PayPal and eBay hacked by Syrian Electronic Army

The Syrian Electronic Army (SEA) has once again claimed responsibility for a series of cyber-attacks on major firms, in order to spread its anti-US government message.

A number of eBay and PayPal users in Europe and India were greeted by messages criticising the two firms for denying online payments to Syrian customers for several years.

"If your Paypal account is down for a few minutes, think about Syrians who were denied online payments for more than [three] years," the group posted on its Twitter account.

The attack took place over the weekend but screenshots of the web pages affected that were tweeted by the group and retweeted by its followers have since disappeared.

The Twitter account affiliated with the SEA that posted the images and took credit for the attack, @Official_SEA16, has also since been suspended.

"For a brief period yesterday, a very limited number of people visiting certain Paypal and eBay marketing pages in the UK, France and India were redirected.
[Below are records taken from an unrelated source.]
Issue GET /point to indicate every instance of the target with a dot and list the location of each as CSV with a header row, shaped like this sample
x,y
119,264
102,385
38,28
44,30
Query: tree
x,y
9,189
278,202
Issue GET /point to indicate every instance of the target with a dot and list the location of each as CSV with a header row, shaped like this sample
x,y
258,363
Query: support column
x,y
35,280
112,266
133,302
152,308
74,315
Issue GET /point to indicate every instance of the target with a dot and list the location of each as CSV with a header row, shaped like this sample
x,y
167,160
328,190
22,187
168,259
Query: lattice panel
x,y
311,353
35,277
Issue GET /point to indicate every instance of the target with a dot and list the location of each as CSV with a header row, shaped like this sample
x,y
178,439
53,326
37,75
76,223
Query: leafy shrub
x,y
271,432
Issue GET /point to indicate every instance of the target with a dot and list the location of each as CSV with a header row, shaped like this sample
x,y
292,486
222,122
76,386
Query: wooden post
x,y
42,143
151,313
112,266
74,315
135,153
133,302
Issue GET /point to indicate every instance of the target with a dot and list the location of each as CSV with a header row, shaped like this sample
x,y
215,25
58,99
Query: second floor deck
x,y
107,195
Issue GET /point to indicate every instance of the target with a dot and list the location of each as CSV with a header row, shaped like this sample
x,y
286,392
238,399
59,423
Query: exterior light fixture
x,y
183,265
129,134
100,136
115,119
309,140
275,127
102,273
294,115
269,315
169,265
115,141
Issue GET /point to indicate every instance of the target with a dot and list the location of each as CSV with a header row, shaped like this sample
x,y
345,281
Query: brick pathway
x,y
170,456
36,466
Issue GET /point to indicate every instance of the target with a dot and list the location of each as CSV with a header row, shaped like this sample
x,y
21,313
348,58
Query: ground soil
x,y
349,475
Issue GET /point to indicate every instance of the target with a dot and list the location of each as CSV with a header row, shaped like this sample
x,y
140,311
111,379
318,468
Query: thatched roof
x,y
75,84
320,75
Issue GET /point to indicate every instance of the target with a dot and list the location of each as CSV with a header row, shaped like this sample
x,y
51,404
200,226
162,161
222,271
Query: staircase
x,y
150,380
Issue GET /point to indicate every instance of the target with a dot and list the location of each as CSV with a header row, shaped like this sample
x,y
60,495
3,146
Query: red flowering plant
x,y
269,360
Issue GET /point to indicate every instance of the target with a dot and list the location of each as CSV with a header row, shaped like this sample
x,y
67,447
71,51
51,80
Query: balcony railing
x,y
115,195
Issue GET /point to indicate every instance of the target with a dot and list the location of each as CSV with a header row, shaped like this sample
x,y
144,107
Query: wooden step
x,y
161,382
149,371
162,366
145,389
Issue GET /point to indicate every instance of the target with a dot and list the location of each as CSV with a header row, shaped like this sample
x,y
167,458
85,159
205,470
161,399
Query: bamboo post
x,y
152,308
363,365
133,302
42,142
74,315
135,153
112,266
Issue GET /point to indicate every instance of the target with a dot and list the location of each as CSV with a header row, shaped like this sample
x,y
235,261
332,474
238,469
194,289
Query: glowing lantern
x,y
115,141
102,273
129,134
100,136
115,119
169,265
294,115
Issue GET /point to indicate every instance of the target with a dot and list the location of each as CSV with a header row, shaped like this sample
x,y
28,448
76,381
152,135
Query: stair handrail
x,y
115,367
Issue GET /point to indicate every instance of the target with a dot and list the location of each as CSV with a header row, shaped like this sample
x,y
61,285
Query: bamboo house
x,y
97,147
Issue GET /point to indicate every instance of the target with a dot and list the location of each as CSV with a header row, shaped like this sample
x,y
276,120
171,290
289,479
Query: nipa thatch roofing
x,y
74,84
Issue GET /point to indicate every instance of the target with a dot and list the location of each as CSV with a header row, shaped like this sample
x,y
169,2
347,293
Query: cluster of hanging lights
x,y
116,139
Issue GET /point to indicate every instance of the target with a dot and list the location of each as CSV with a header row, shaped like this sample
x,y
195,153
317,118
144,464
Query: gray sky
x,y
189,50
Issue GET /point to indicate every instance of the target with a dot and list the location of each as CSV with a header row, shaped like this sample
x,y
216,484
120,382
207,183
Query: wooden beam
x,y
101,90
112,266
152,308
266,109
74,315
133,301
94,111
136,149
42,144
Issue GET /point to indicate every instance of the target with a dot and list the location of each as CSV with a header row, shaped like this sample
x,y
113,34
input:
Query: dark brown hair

The issue was quickly detected and resolved," said a spokesperson for eBay.

"No customer data was accessed by these redirects, and no customer accounts were affected. We take the security and privacy of our customers very seriously and are actively investigating the reasons behind the temporary redirects."

It was the latest in a string of attacks targeting high profile organisations by the group. Most recently, US broadcaster CNN fell victim to the SEA when several of its blogs and social media accounts were compromised.

Rick Ferguson, vice president of security research at Trend Micro, previously explained to ITProPortal his understanding of how such attacks from the SEA took place.

"Key individuals in the target enterprise would have received well-crafted and convincing emails, either with a malicious file attached, or containing a credible-looking link," Ferguson said.

"Once compromised through either infection or phishing, then the account usernames and passwords would be available to the attacker, allowing further malicious activity."